O que o caso Cesare Battisti ensina a bolsonaristas foragidos na Argentina
Apesar dos casos e dos personagens serem diferentes, a situação do italiano Cesare Battisti no Brasil mostra que o caminho da extradição dos bolsonaristas foragidos na Argentina pode ser longo. Nesta quinta (6), a Polícia Federal realizou operação para prender foragidos ou indivíduos que, segundo a instituição, estavam se preparando para fugir, envolvidos nos ataques golpistas de 8 de janeiro de 2023.
A existência de bolsonaristas foragidos foi revelada por Eduardo Militão, em investigação do UOL.
Acusado de quatro homicídios na época em que fazia parte de um grupo da extrema esquerda de luta armada contra o governo italiano, Battisti passou quase 40 anos como fugitivo da Justiça do seu país. Esteve na França e no México, antes de chegar ao Brasil em 2004. Chegou a ser preso em 2007, mas teve assegurado o seu refúgio político por Lula, que assinou o documento no último dia de seu segundo mandato.

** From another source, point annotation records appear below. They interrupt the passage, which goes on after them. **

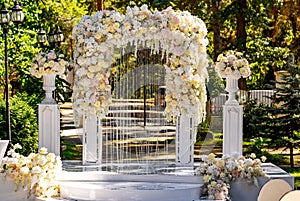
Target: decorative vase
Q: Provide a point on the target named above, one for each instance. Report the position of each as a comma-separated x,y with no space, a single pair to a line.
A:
49,87
3,146
231,88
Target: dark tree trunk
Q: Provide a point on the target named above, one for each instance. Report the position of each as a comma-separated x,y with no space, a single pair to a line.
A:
241,33
216,28
241,25
100,5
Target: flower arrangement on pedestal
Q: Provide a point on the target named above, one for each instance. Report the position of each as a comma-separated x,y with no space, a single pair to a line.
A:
232,65
36,172
48,63
219,172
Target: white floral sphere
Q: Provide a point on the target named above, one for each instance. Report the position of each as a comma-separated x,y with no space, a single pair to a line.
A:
232,65
48,63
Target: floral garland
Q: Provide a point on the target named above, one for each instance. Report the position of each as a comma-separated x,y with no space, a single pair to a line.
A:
232,65
219,172
36,172
48,63
179,35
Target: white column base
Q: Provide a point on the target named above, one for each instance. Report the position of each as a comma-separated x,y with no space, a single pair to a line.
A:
92,140
49,127
232,129
185,132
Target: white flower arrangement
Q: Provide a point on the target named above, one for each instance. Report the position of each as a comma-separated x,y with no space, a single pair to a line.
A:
180,37
36,172
232,65
48,63
219,172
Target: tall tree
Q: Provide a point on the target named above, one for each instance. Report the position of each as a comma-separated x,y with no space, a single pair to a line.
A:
216,6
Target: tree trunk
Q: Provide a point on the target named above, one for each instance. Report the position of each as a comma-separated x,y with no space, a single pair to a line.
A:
241,25
216,28
241,34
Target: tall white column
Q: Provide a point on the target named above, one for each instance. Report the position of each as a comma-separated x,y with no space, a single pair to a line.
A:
49,118
232,121
92,140
185,132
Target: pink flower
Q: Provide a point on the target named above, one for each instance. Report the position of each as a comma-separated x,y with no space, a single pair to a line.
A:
219,195
51,55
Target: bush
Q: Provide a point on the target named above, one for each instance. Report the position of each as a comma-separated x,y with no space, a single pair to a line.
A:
24,127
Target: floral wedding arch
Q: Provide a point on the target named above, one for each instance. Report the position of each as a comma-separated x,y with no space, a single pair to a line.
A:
180,37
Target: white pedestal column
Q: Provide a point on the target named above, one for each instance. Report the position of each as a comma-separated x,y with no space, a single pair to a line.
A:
92,140
49,118
232,121
185,141
49,127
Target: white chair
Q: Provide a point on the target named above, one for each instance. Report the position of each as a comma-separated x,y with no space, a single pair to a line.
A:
291,196
273,190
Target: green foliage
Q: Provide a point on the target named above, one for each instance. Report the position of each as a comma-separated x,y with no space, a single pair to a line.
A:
253,116
24,127
257,146
215,84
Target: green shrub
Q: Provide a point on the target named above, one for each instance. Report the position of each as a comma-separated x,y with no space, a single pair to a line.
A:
254,118
24,127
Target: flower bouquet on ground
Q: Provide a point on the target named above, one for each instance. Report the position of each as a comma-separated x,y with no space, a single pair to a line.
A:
48,63
232,65
219,172
36,173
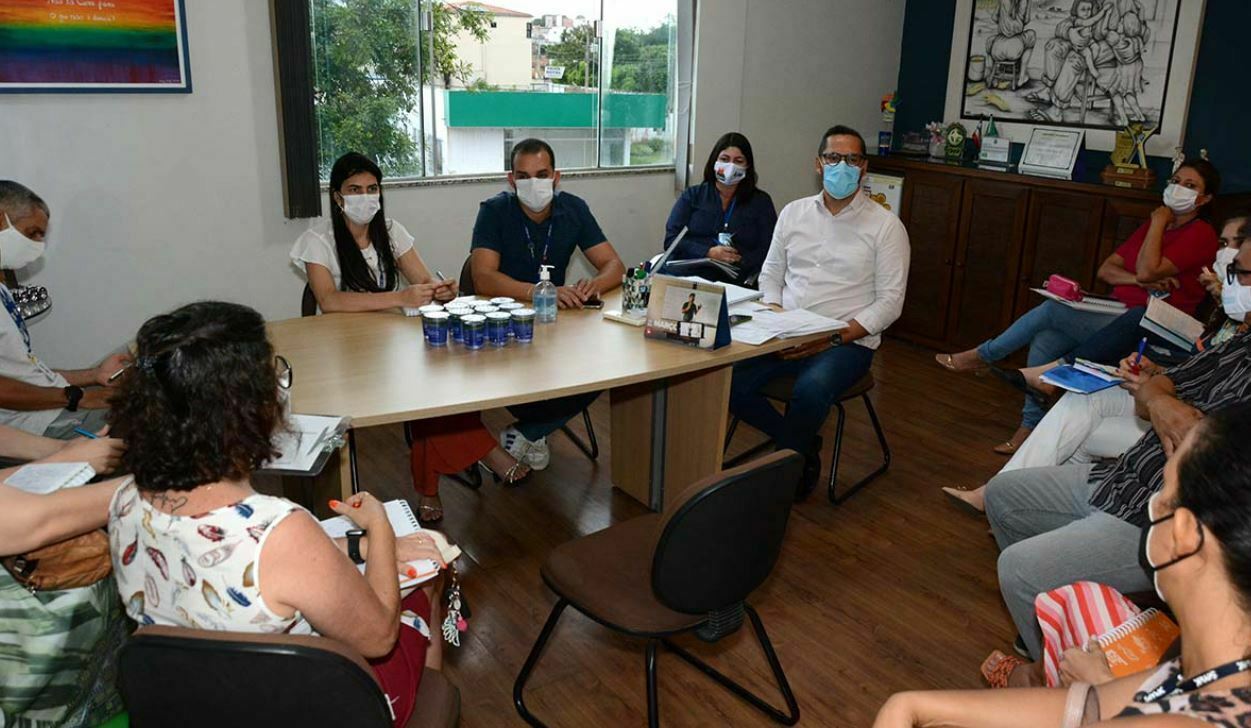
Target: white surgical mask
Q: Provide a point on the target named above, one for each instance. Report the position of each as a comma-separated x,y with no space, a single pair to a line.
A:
536,193
729,173
16,250
360,209
1224,258
1180,199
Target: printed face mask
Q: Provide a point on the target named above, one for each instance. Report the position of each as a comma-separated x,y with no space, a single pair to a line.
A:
841,180
16,250
536,193
729,173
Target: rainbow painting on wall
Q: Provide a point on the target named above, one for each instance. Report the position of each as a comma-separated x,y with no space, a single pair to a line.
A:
93,46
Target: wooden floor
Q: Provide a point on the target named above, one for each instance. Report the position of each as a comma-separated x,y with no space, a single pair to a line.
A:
893,589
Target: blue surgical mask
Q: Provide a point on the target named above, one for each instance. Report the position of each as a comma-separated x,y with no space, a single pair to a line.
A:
841,180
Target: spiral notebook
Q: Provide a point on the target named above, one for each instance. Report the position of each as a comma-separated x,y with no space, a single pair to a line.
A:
1140,643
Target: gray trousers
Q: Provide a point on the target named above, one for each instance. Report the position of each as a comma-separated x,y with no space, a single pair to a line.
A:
1050,535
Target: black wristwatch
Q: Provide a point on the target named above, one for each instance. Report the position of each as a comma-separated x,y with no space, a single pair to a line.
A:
73,395
354,537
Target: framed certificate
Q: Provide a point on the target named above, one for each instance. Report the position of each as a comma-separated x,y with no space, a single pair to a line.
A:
1052,153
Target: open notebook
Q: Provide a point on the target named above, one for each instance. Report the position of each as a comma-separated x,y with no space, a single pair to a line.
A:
1139,643
399,513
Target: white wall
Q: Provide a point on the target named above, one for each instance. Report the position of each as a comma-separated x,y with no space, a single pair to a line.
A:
806,65
163,199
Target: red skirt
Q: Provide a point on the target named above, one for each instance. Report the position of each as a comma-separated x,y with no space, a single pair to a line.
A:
445,445
400,672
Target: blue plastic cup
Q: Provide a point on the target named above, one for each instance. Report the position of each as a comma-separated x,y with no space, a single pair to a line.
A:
435,325
474,330
523,325
457,328
498,327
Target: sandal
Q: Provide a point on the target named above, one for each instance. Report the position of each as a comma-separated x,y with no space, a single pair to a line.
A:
951,493
998,667
428,514
948,363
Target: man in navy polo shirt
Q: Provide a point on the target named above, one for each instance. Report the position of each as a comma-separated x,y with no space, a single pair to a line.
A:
516,233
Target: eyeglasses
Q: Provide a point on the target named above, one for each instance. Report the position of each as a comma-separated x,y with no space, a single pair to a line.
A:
1234,272
835,158
284,372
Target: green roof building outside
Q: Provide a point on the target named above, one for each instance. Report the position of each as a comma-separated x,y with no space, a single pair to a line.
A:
542,110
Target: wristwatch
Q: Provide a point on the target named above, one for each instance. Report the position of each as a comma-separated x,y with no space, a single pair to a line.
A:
354,537
73,395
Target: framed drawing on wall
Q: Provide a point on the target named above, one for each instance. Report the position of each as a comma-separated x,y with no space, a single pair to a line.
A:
1096,65
94,46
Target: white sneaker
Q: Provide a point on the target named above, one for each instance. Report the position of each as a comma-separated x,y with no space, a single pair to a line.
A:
533,453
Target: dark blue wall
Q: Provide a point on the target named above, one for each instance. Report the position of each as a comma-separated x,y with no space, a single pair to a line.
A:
1220,108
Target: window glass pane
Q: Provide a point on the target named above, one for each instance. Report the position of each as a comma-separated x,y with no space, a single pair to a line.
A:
639,60
367,91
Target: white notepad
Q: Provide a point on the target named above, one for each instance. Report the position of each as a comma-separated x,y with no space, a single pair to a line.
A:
399,513
44,478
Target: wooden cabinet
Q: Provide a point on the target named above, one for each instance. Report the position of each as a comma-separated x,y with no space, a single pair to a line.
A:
931,207
1062,235
988,252
981,239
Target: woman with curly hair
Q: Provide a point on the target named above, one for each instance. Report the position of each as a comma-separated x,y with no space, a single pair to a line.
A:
194,546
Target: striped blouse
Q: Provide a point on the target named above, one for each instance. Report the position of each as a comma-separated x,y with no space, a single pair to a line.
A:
1207,382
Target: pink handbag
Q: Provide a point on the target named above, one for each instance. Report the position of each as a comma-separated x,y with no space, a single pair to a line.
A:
1065,288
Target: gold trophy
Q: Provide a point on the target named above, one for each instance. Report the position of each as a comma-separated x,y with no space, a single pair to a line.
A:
1129,168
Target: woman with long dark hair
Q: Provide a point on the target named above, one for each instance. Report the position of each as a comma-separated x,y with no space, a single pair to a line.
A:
728,218
353,263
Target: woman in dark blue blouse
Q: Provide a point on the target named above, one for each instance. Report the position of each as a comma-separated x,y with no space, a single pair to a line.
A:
727,218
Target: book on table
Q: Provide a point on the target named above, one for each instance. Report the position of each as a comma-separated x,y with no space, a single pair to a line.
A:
1171,324
1082,377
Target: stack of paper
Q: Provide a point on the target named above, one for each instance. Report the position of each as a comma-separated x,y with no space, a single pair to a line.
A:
300,445
768,324
734,294
1171,324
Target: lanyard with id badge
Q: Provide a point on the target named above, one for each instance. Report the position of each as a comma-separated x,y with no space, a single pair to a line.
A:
11,307
726,237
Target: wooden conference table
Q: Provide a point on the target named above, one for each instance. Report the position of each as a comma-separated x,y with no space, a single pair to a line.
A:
668,402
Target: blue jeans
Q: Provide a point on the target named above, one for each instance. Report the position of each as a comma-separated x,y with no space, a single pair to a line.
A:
1050,535
538,419
820,380
1051,330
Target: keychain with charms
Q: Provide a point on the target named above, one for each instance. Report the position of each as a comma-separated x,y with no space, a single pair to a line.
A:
458,609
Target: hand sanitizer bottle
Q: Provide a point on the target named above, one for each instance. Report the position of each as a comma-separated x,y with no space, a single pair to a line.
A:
544,297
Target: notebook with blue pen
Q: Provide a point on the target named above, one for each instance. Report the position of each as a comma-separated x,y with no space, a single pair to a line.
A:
1082,377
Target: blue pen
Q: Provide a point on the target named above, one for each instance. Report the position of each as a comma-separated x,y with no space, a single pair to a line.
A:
1137,360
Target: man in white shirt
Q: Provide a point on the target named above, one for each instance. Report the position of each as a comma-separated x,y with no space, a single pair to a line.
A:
838,254
34,397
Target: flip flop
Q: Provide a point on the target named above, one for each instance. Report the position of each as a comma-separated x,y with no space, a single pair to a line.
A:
998,667
960,502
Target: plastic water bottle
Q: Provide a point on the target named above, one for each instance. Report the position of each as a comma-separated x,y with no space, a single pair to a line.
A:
544,297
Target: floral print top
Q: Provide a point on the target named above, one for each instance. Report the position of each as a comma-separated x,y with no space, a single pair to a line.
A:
1215,707
197,571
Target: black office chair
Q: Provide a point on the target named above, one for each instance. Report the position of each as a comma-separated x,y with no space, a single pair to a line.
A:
591,445
193,677
469,478
779,390
687,569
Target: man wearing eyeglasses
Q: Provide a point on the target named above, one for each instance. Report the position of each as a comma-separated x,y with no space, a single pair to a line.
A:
841,255
34,397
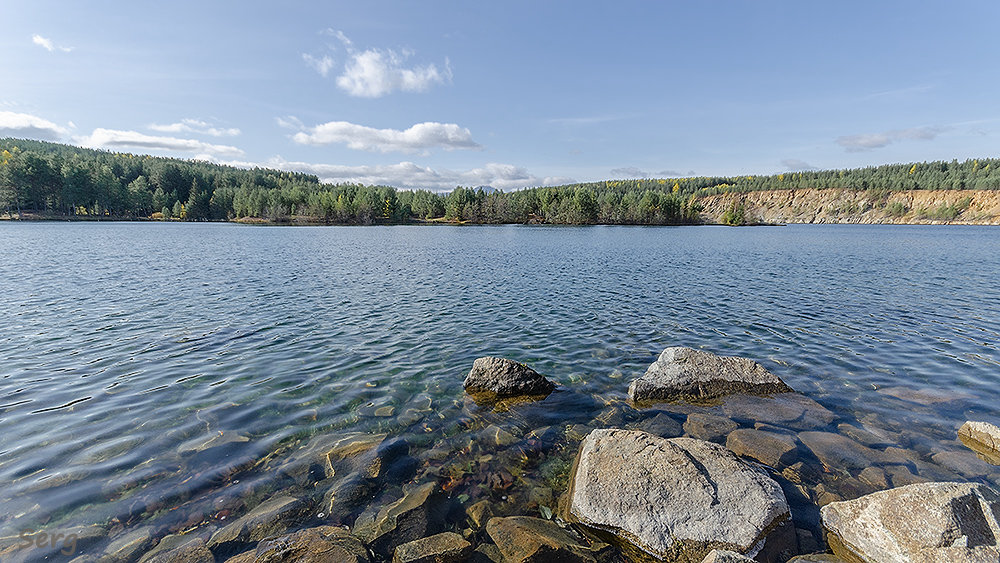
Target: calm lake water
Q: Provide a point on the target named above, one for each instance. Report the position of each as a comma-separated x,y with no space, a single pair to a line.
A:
157,374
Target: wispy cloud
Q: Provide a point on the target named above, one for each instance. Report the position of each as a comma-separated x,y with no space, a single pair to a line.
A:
420,137
29,126
869,141
322,65
796,165
128,140
413,176
374,72
629,172
48,45
197,126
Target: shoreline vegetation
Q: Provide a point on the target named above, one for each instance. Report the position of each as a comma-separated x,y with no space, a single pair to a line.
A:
50,181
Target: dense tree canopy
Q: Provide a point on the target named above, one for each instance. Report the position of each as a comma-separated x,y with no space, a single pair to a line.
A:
61,180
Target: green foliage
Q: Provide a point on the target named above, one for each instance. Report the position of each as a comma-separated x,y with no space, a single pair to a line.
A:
54,179
735,214
896,209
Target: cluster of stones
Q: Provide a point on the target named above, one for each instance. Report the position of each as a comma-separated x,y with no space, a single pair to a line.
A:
713,496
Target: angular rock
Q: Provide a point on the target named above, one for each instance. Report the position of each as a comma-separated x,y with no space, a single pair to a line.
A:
532,540
418,514
446,547
983,438
505,378
708,427
686,374
268,518
179,549
776,450
677,499
312,545
723,556
921,522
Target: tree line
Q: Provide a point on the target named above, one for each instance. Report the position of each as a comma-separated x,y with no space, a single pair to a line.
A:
55,180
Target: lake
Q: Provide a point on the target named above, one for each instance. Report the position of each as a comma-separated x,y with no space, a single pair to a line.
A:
157,374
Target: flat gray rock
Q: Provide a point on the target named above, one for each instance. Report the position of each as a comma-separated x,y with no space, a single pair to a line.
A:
505,378
695,375
677,499
920,522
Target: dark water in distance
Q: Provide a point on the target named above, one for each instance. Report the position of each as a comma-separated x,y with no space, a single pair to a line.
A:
126,347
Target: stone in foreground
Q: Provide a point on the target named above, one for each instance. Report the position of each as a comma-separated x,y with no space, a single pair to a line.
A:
920,522
723,556
982,438
446,547
677,499
505,378
695,375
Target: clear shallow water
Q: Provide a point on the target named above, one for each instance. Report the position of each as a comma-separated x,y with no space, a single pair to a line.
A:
127,347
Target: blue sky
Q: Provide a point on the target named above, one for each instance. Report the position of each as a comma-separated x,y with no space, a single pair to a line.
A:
510,94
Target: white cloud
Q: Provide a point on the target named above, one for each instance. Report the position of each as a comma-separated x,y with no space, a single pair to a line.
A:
195,126
796,165
29,126
48,45
323,64
373,73
119,140
419,137
290,122
411,175
629,172
868,141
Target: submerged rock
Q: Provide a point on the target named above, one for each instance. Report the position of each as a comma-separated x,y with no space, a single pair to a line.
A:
776,450
709,427
446,547
312,545
686,374
417,514
502,378
983,438
921,522
839,452
268,518
532,540
677,499
176,548
789,410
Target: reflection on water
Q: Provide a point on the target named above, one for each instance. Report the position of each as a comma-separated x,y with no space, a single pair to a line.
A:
163,375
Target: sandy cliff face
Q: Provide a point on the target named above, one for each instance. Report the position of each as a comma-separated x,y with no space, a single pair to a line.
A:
969,207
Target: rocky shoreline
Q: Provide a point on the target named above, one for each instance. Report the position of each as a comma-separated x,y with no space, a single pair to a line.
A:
711,459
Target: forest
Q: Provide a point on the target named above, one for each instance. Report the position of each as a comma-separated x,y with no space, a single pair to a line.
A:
49,180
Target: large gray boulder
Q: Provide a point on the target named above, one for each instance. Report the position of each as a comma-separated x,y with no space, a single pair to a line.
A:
677,499
983,438
503,378
686,374
921,522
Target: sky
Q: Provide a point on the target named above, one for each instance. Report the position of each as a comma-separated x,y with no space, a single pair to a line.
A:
435,94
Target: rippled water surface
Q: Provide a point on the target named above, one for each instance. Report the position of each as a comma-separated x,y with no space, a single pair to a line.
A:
156,374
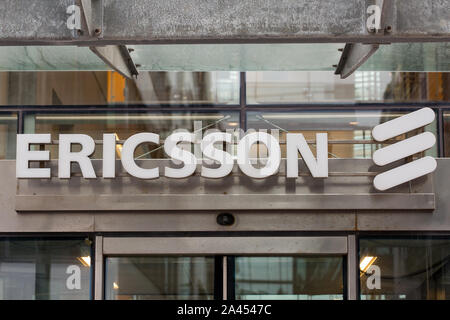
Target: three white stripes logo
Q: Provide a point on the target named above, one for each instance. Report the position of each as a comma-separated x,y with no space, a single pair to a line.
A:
403,149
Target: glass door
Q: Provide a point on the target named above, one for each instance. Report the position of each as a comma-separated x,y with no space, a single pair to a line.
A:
237,268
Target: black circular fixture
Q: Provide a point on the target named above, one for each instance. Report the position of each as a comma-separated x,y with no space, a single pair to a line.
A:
225,219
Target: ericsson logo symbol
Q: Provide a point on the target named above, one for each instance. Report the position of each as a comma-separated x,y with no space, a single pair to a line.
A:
403,149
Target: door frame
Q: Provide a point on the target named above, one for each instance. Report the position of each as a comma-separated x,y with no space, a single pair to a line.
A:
226,246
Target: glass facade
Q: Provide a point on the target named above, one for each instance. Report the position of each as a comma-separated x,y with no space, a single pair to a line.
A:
126,124
447,133
35,269
409,269
77,88
349,132
289,278
159,278
63,99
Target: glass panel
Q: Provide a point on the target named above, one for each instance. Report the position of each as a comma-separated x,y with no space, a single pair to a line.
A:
447,133
230,57
44,269
159,278
289,278
125,125
349,132
412,269
8,134
362,86
413,57
100,88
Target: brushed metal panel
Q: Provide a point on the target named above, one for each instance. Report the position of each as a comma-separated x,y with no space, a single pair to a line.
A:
225,245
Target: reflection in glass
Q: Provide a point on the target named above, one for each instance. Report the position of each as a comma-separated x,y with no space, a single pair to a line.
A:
363,86
293,278
412,269
108,88
159,278
8,132
126,124
44,269
447,133
349,132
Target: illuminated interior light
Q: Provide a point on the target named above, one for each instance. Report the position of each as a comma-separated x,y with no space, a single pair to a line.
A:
366,262
85,261
118,146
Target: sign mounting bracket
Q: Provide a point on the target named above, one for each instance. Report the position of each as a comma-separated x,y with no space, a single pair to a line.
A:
116,56
355,55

A Itália passou anos cobrando do Brasil a extradição, que foi negada. Após a primeira era petista ser interrompida pela derrubada de Dilma Rousseff, a prisão foi determinada pelo Supremo Tribunal Federal e o governo Michel Temer preparou o seu envio à Itália. Battisti tentou fugir, mas foi preso na Bolívia em 2019. Hoje, cumpre prisão perpétua sob o governo de extrema direita de Giorgia Meloni.
Motivações e personagens são diferentes, como já disse, e este texto não está entrando no mérito deles. Mas o caso Battisti lembra que o Estado brasileiro pode ter dificuldades semelhantes às da Itália para repatriar os foragidos da Justiça que se escafederam para a Argentina. O país vizinho está sob o governo de extrema direita de Javier Milei, simpático ao bolsonarismo.
Pois o argumento de que os foragidos eram, na verdade, defensores da liberdade pode ser usado por um lado ou por outro do espectro político. Um dos dois pode ter eventualmente razão e o outro não, mas isso é suficiente para justificar decisões.
Coluna de Carla Araújo, do UOL, nesta sexta (7), revela que a cúpula da Polícia Federal vai definir com o Ministério das Relações Exteriores e com o STF a estratégia para capturar os foragidos. Devem entrar com pedidos de extradição já levando em conta que eles entraram com solicitação de refúgio ao governo vizinho e ao Uruguai.
Um grupo de deputados federais bolsonaristas capitaneado por Eduardo Bolsonaro (PL-SP) foi a Buenos Aires para um evento de uma deputada aliada de Milei. Lá pediram que os brasileiros considerados foragidos pelos ataques golpistas fossem recebidos como asilados políticos.
Milei pode tomar uma decisão pragmática, pensando inclusive na boa relação política e na sua dependência econômica com o vizinho. Mas ele vem tentando construir sua imagem internacional como líder da extrema direita - um exemplo foi o ataque à esposa do primeiro-ministro espanhol Pedro Sánchez durante um evento do partido extremista Vox em Madri. Por isso, a negativa da extradição, lembrando o instituto do asilo político, forte na América Latina, é bastante plausível.
Nesse caso, uma extradição ocorreria apenas quando Milei não mais comandasse a Casa Rosada. E, claro, estivesse no poder da Argentina um grupo alinhado com o campo democrático no Brasil - isso se o Brasil, nesse momento futuro, ainda contar com alguém do campo democrático no Presidência da República.